I wouldn’t have guessed it, but it turns out there’s some controversy over whether video games are addictive. For example, one psychologist says they aren’t, another psychologist says they are.

This is a perfect example of an apples and oranges debate. It is true that compulsive video game playing both is and is not “like” an addiction. Interestingly, what is disputed is not whether or not compulsive video game playing exists, but whether or not it qualifies as an “addiction”.

By my definition, an addiction is a compulsive behavior that subverts self-interest; i.e. a person will continue to do it even when they rationally know on some level that it is not good for them in some way. Rationalizing the activity as not being addictive is one characteristic sign of addictive behavior.

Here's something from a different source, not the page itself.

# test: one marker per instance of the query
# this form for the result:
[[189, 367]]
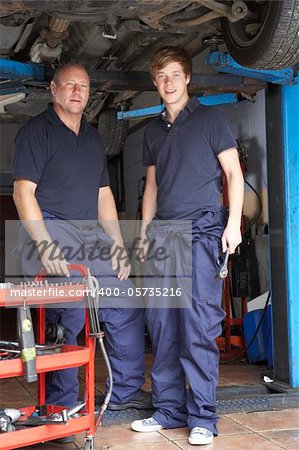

What is perhaps most illuminating is what video game producers themselves claim. Video games are the only product sold that are advertised on the basis of their addictiveness. Cigarette manufacturers claimed for decades that cigarettes were not addictive, and therefore you should buy them. Video game producers routinely use marketing copy like “Over 200 hours of addictive game play!”, telling us, in effect, that yes, their product is addictive, and that is precisely why you should buy it. For addictive substances and activities like alcohol, tobacco, gambling, and pornography usage, warnings are given about their addictive nature, whereas for video games the addictiveness is a selling point. Just like junk food is scientifically designed to stimulate compulsive eating by chemically manipulating our hunger and satiety mechanisms, video games are scientifically designed to stimulate compulsive playing by manipulating our motivation and reward mechanisms.

Therefore, anyone who wants to purport that video games are never addictive has an awful lot of rationalizing to do.